Un courant récent confond le respect d’autrui avec l’effacement des qualités qui composent sa singularité. Ce même courant soutient que pour comprendre ou/et traduire une œuvre il est nécessaire d’être de même origine, religion, culture ou/et de même couleur que son auteur. S’y joint le langage inclusif censé combattre la discrimination par le sexe. Ces courants sont initiés pour mettre fin à la domination de « l’homme blanc », homme réduit à ses déviances racistes et machistes. Ils misent sur l’impact de la langue et sur son pouvoir corrélatif de faire évoluer les comportements.
Les vices que l’on souhaite éradiquer composent cependant les prémisses de cette nouvelle tendance… blanche et décolorante.

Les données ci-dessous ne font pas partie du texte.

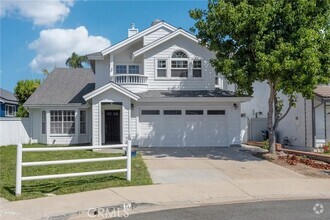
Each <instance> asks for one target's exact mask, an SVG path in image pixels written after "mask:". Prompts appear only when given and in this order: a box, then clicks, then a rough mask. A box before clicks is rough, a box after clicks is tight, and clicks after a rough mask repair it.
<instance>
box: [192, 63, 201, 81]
mask: <svg viewBox="0 0 330 220" xmlns="http://www.w3.org/2000/svg"><path fill="white" fill-rule="evenodd" d="M193 77H196V78H200V77H202V61H201V60H194V61H193Z"/></svg>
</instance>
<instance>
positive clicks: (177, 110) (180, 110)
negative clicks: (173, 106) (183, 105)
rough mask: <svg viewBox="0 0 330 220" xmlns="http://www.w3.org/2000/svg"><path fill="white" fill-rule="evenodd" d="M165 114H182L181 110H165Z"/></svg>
mask: <svg viewBox="0 0 330 220" xmlns="http://www.w3.org/2000/svg"><path fill="white" fill-rule="evenodd" d="M164 115H181V110H164Z"/></svg>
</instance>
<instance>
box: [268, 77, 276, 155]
mask: <svg viewBox="0 0 330 220" xmlns="http://www.w3.org/2000/svg"><path fill="white" fill-rule="evenodd" d="M269 87H270V94H269V99H268V109H269V110H268V114H267V127H268V137H269V140H268V141H269V152H270V153H275V150H276V149H275V143H276V136H275V130H274V108H275V106H274V101H275V98H276V91H275V88H274V85H273V84H272V83H271V82H269Z"/></svg>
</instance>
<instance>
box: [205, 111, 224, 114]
mask: <svg viewBox="0 0 330 220" xmlns="http://www.w3.org/2000/svg"><path fill="white" fill-rule="evenodd" d="M207 114H208V115H225V114H226V111H225V110H207Z"/></svg>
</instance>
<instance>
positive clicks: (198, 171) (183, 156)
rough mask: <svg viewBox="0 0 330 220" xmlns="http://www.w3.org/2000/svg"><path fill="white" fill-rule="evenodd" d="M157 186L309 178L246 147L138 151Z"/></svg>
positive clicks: (185, 148)
mask: <svg viewBox="0 0 330 220" xmlns="http://www.w3.org/2000/svg"><path fill="white" fill-rule="evenodd" d="M138 150H139V152H140V153H142V155H143V158H144V161H145V163H146V164H147V166H148V170H149V172H150V175H151V178H152V180H153V182H154V183H155V184H166V183H198V182H204V183H205V182H215V181H219V180H222V181H235V180H249V179H254V180H256V179H267V180H269V179H277V180H278V179H288V178H295V179H297V178H302V179H304V178H306V177H305V176H304V175H301V174H299V173H296V172H294V171H291V170H288V169H286V168H283V167H281V166H278V165H276V164H273V163H271V162H268V161H265V160H261V159H259V158H257V157H254V156H252V155H251V154H250V153H249V152H247V151H248V150H251V149H246V148H241V147H233V148H197V147H194V148H139V149H138Z"/></svg>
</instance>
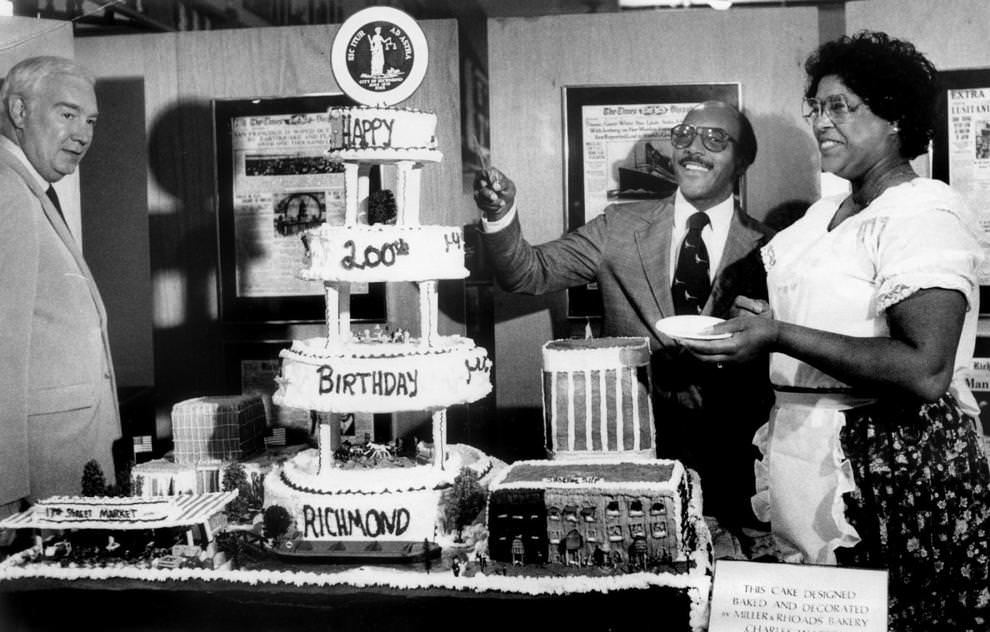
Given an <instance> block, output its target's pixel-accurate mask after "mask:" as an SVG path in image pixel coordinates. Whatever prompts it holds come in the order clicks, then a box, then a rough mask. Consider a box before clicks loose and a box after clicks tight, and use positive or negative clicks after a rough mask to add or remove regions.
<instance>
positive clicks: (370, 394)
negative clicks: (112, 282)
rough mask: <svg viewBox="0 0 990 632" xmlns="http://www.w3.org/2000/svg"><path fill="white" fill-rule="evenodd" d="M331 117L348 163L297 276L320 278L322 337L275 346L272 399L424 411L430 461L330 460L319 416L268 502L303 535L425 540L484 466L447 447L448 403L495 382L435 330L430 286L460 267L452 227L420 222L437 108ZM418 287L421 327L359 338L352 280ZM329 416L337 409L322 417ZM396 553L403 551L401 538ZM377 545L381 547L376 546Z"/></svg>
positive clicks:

Soutenir qu’une différence d’origine et de couleur empêche le respect et la compréhension n’est-ce pas nier la forme de l’humaine condition présente en tout être humain ? N’est-ce pas la participation à cette condition commune, incarnée et exprimée de façons diverses selon les régions, les religions, les histoires, les personnes, qui fonde notre possible entente et notre enrichissement mutuel ? Chasser, persécuter les discriminations potentielles n’est-ce pas une façon d’éviter la remise en question de ses propres préjugés et complexes refoulés ? Lutter contre l’exclusion sexiste par l’inclusion linguistique n’est-ce pas épingler chacun sur son genre, donné ou choisi, et réduire l’individu humain à son animalité ?
Pendant que le combat idéologique évacue la discussion, les violences poursuivent leurs destructions mortifères en s’inventant de nouvelles formes sournoises. La forclusion culturelle en est, justement, une. Déni, expulsion de ce qui fait de l’animal humain un être humain – sa singularité multicolore, le terreau qui a nourri son cœur et sa pensée. Déni, expulsion de ce qui fait de l’individu une personne – sa rencontre avec l’altérité, la relation de réciprocité avec l’autre différent. Par ailleurs, la contradiction entre l’évacuation des singularités et le discours sur la diversité est la marque d’une inquiétante carence réflexive.
L’anesthésie de la fonction critique, visée et induite par les idéologies totalitaires, prend actuellement le voile des intentions éthiquement motivées. Ce voile, tel un fantôme revenu dans un monde où l’on ne croyait plus aux spectres, inspire une étrange terreur : la peur de contredire la nouvelle bien-pensance par crainte de paraître le raciste, l’antisémite, l’homophobe qu’on n’est pas ! Rien d’étonnant à cela. L’intimidation est l’un des moyens voilés de la tyrannique logique de l’idée fausse caractéristique de l’idéologie.